Question

Consider the reaction FeO (S) + CO(g) <-----> Fe(s) + CO2(g) for which KP is found to have the following values:

T 600°C 1000°C
Kp 0.900 0.396

a. Calculate ?G°reaction, ?S°reaction, and ?H°reactionnfor this reaction at 600°C. Assume that ?Hreaction°is independent of temperature.

b. Calculate the mole fraction of CO2(g) present in the gas phase at 600°C.

Answer 1

To calculate ΔG° reaction, ΔS° reaction, and ΔH° reaction for the given reaction at 600°C, we can use the relationship ΔG° = -RTlnKp, where Kp is the equilibrium constant at constant pressure.

Step-by-step explanation:

To calculate ΔG° reaction, ΔS° reaction, and ΔH° reaction for the given reaction at 600°C, we can use the relationship ΔG° = -RTlnKp, where Kp is the equilibrium constant at constant pressure. The values of Kp at 600°C are given as 0.900.

ΔG° reaction = -RTlnKp = -(8.314 J/mol·K) * (600 + 273.15) K * ln(0.900) = -9.02 kJ/mol.

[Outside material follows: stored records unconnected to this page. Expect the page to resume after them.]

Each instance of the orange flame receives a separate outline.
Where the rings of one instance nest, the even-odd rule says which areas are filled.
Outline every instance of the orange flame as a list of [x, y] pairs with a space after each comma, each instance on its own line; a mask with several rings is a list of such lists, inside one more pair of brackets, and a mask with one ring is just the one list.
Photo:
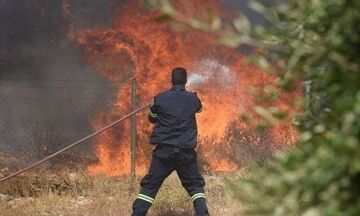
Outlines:
[[[67, 1], [66, 1], [67, 2]], [[220, 12], [218, 1], [192, 1], [194, 11], [211, 7]], [[69, 11], [68, 6], [66, 10]], [[139, 104], [150, 101], [157, 93], [170, 88], [170, 71], [183, 66], [189, 71], [189, 89], [196, 90], [203, 101], [203, 112], [197, 115], [199, 148], [203, 168], [209, 171], [235, 171], [239, 167], [236, 146], [251, 126], [241, 120], [246, 114], [255, 118], [256, 105], [249, 88], [273, 85], [275, 77], [244, 61], [244, 56], [219, 45], [215, 35], [187, 29], [175, 31], [169, 23], [156, 22], [157, 12], [142, 11], [138, 3], [129, 3], [115, 13], [110, 27], [72, 31], [70, 37], [82, 50], [85, 59], [112, 81], [125, 81], [136, 77]], [[119, 88], [110, 112], [99, 113], [93, 120], [98, 129], [128, 113], [130, 86]], [[285, 95], [282, 98], [289, 98]], [[277, 103], [284, 103], [278, 100]], [[286, 105], [284, 105], [286, 106]], [[289, 111], [289, 109], [287, 110]], [[151, 125], [146, 113], [138, 116], [137, 173], [146, 171], [150, 145], [146, 145]], [[281, 130], [281, 133], [278, 131]], [[96, 140], [99, 162], [88, 167], [90, 174], [110, 176], [130, 172], [129, 123], [100, 135]], [[270, 142], [290, 144], [296, 137], [289, 122], [270, 131]], [[254, 138], [254, 142], [259, 138]], [[244, 141], [247, 142], [247, 141]], [[246, 145], [252, 145], [252, 141]], [[249, 149], [252, 148], [251, 146]], [[235, 156], [234, 156], [235, 155]]]

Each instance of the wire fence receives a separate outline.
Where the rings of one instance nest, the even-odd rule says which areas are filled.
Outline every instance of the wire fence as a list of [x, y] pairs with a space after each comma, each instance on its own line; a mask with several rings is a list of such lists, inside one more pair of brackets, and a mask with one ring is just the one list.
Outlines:
[[[85, 85], [84, 85], [85, 84]], [[91, 133], [96, 112], [110, 109], [119, 83], [0, 82], [0, 168], [17, 169]], [[74, 151], [91, 154], [92, 140]]]

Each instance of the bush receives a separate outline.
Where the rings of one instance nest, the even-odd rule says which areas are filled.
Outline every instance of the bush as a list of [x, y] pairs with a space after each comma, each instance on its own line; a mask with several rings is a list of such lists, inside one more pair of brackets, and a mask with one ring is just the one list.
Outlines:
[[359, 9], [355, 0], [289, 0], [264, 10], [269, 28], [253, 29], [266, 59], [280, 62], [279, 85], [300, 78], [308, 91], [298, 145], [230, 184], [248, 214], [360, 213]]

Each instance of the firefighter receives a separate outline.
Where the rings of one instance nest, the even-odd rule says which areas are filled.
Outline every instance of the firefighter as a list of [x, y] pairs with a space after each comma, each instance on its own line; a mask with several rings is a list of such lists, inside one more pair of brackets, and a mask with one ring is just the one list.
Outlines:
[[195, 114], [201, 112], [201, 101], [185, 90], [187, 73], [173, 69], [172, 88], [158, 94], [150, 107], [149, 121], [154, 123], [150, 144], [156, 145], [148, 174], [141, 180], [140, 193], [133, 203], [132, 216], [146, 215], [155, 196], [174, 170], [193, 202], [197, 216], [209, 215], [205, 201], [205, 180], [197, 163], [197, 125]]

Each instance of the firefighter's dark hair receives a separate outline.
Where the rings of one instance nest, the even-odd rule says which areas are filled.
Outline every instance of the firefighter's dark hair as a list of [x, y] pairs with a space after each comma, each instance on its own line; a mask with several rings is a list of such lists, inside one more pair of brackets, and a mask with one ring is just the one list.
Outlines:
[[186, 69], [177, 67], [172, 70], [171, 82], [173, 85], [185, 85], [187, 81]]

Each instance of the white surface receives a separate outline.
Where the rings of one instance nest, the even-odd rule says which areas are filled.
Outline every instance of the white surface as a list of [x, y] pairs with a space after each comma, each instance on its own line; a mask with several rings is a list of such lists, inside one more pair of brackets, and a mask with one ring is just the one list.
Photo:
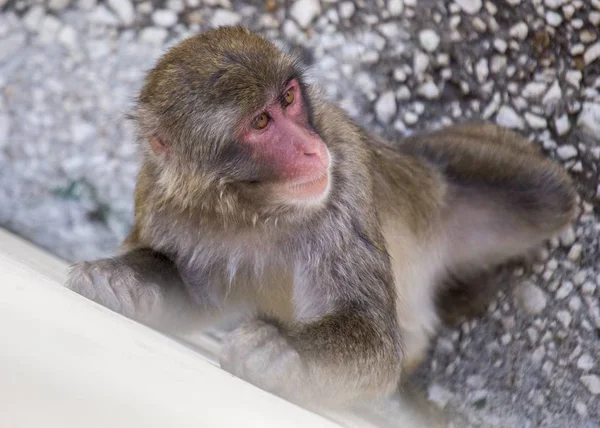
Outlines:
[[0, 427], [333, 427], [60, 283], [0, 230]]

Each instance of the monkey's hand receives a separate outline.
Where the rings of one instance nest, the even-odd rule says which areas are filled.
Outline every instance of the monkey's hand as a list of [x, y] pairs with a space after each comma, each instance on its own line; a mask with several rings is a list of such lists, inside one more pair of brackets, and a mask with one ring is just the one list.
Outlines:
[[221, 348], [221, 368], [282, 397], [298, 398], [307, 367], [275, 324], [255, 319], [230, 333]]
[[401, 355], [382, 338], [387, 332], [374, 328], [356, 314], [289, 328], [255, 319], [226, 338], [221, 367], [311, 407], [385, 396], [397, 386]]
[[120, 258], [74, 264], [66, 286], [115, 312], [140, 320], [156, 311], [163, 297], [158, 284], [142, 283], [135, 268]]

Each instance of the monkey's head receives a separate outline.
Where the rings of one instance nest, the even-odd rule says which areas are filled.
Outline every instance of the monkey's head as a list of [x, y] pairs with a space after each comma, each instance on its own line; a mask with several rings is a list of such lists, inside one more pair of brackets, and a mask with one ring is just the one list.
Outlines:
[[331, 159], [311, 92], [295, 58], [242, 27], [183, 41], [149, 73], [134, 114], [157, 186], [254, 220], [322, 205]]

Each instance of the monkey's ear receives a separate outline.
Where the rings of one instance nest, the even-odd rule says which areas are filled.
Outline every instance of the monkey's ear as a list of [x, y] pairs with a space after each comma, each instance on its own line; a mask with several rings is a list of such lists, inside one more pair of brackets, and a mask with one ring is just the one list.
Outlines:
[[169, 147], [165, 144], [164, 140], [156, 136], [150, 139], [150, 148], [152, 149], [152, 152], [157, 156], [164, 156], [169, 150]]

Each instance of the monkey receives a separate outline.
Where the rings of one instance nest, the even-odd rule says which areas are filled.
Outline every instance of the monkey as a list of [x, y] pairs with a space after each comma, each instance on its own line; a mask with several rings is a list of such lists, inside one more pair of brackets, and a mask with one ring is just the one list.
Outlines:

Since ΔH reaction° is assumed to be independent of temperature, ΔH° reaction = ΔG° reaction + TΔS° reaction = -9.02 kJ/mol + TΔS° reaction.

Answer 2

Step-by-step explanation:

`\Delta G^o=-RT\ln K_1`

where,

R = Gas constant =
`8.314J/K mol`

T = temperature =
`600^oC=[273.15+600]K=873.15 K`

`K_p` = equilibrium constant at 600°C = 0.900

Putting values in above equation, we get:

`\Delta G^o=-(8.314J/Kmol)* 873.15 K* \ln (0.900 )`

`\Delta G^o=764.85 J/mol`

The ΔG° of the reaction at 764.85 J/mol is 764.85 J/mol.

Equilibrium constant at 600°C =
`K_1=0.900`

Equilibrium constant at 1000°C =
`K_2=0.396`

`T_1=[273.15+600]K=873.15 K`

`T_2=[273.15+1000]K=1273.15 K`

`\ln (K_2)/(K_1)=(\Delta H^o)/(R)* [(1)/(T_1)-(1)/(T_2)]`

`\ln (0.396)/(0.900)=(\Delta H^o)/(8.314 J/mol K)* [(1)/(873.15 K)-(1)/(1273.15 K)]`

`\Delta H^o=-18,969.30 J/mol`

The ΔH° of the reaction at 600 C is -18,969.30 J/mol.

ΔG° = ΔH° - TΔS°

764.85 J/mol = -18,969.30 J/mol - 873.15 K × ΔS°

ΔS° = -22.60 J/K mol

The ΔS° of the reaction at 600 C is -22.60 J/K mol.

`FeO (s) + CO(g)\rightleftharpoons Fe(s) + CO_2(g)`

Partial pressure of carbon dioxide =
`p_1=P* \chi_1`

Partial pressure of carbon monoxide =
`p_2=P* \chi_2`

Where
`\chi_1\& \chi_2` mole fraction of carbon dioxide and carbon monoxide gas.

The expression of
`K_p` is given by:

`K_p=(p_1)/(p_2)=(P* \chi_1)/(P* \chi_2)`

`0.900=(\chi_1)/(\chi_2)`

`\chi_1=0.900* \chi_2`

`\chi_1+\chi_2=1`

`0.9\chi_2+\chi_2=1`

`1.9\chi_2=1`

`\chi_2=(1)/(1.9)=0.526`

`\chi_1=1-\chi_2=1-0.526=0.474`

Mole fraction of carbon dioxide at 600°C is 0.474.